Kiva – “Loans that change lives”, a program by which people can loan money to entrepreneurs around the world using micro-loans through local credit or banking institutions. Relatively small amounts of money can make possible drastic improvements in the lives of would-be entrepreneurs in third world countries.
Virgin Money – A lending service associated with Richard Branson that compiles various non-traditional sources of lending, primarily a form called “Circle Lending”, meaning notarized, legally-binding loans between friends and family, a method which often means far more manageable rates than otherwise would be possible.
Lending Club - An online lending community and lending match software suite with which people can borrow and lend money directly to one another within the network, garnering better rates and bypassing traditional banking fees.
Zopa – A UK-based “Social Financing” site, pairing lenders with borrowers from within the community and offering guarantees to ensure lenders retain their investment. Worth a look.
Risk Metrics – Experts of financial risk management for both Wall Street and consumer-level investment, who can help potential investors better understand and manage the risk that is entailed in their investment strategies and portfolios.
Billeo – Password, shopping, and billpay assistance programs that permit people to handle more of their financial errands online. Affiliated with Wells Fargo Bank.
Wesabe – A network site for people who want to share experiences and recommendations about personal financial decisions. Essentially an account and money management site paired with an online financial community of other consumers, who assist one another in finding deals and avoiding pitfalls.
Cake Financial – A place where you can track your performance in the stock market or with your investments and follow the actual portfolios and trades of both various “top-performing investors” and your network of selected friends or trusted investors.
Zecco – A free trading community and web brokerage firm, promoting specifically their $0 trades for all users above a certain minimum balance (and for the first ten trades per month).

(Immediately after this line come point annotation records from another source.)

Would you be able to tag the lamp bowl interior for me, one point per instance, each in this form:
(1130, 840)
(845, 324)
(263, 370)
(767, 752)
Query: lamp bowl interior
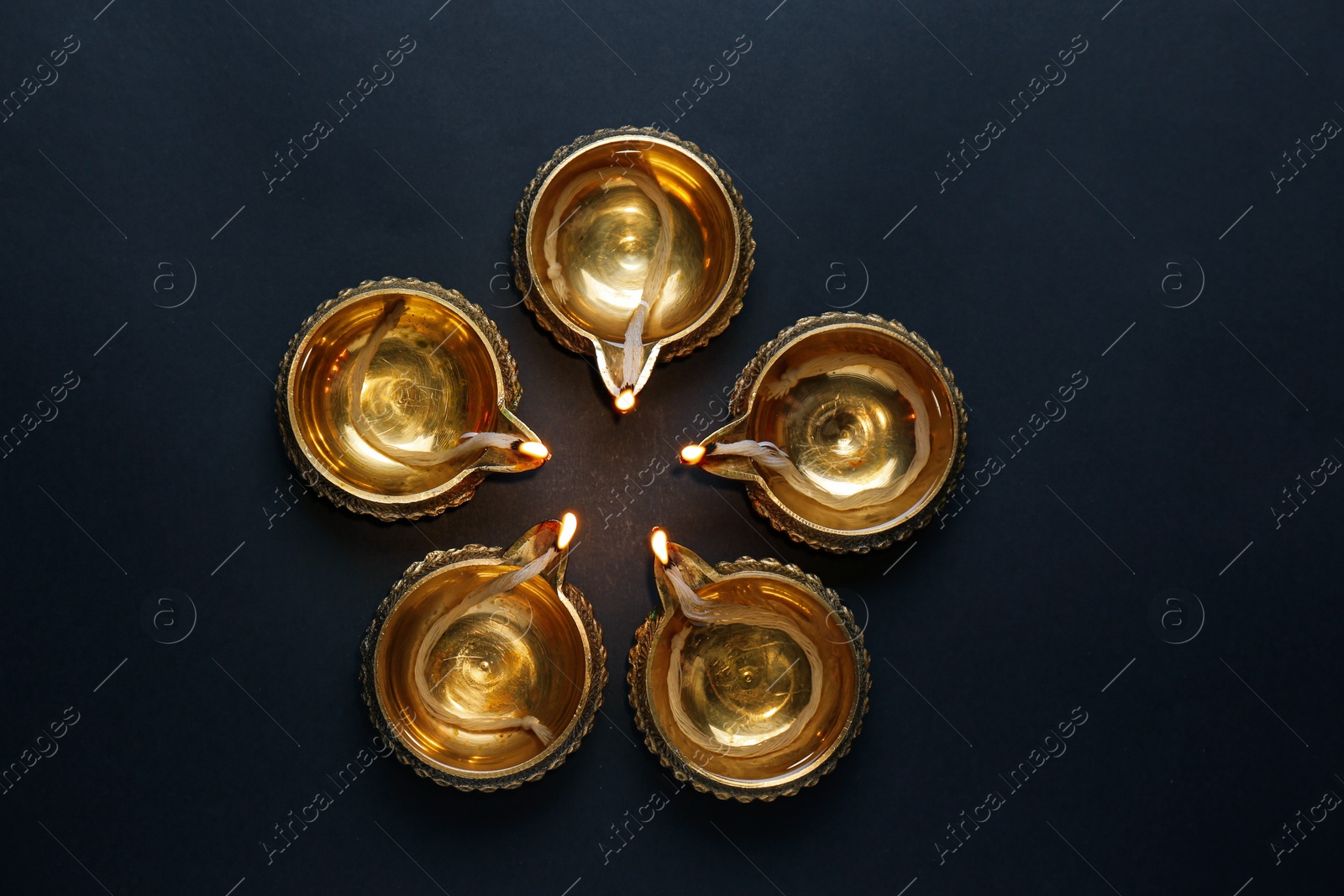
(741, 684)
(432, 379)
(604, 228)
(519, 653)
(848, 430)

Also offers market data tools, opinions and insight.
Covestor – A real-trade sharing service for proven self-investors, all of whom undergo a screening process before they are allowed to participate in the community, thus offering a source of high-quality analysis by other people who manage their own money. If you meet the criteria, it’s worth a consideration.
ProQuo – A personal information protection company, helping to put consumers in control of their own personal information, allowing them to receive the offers they want from various marketing sources and (more importantly) eliminate the ones they don’t.
1-800-pharmacy – A unique mail-order pharmacy that offers customers easy access both through a toll-free number and website, and gives customers rebates on their pharmaceutical and health & beauty purchases, as well as credit for referring others.
Smart Hippo – A new company that develops innovative applications for connecting consumers with financial service providers. They claim to be the first ever website that allows individuals to use the power of a community (and bulk buying) to save money when shopping for rates on financial products and services.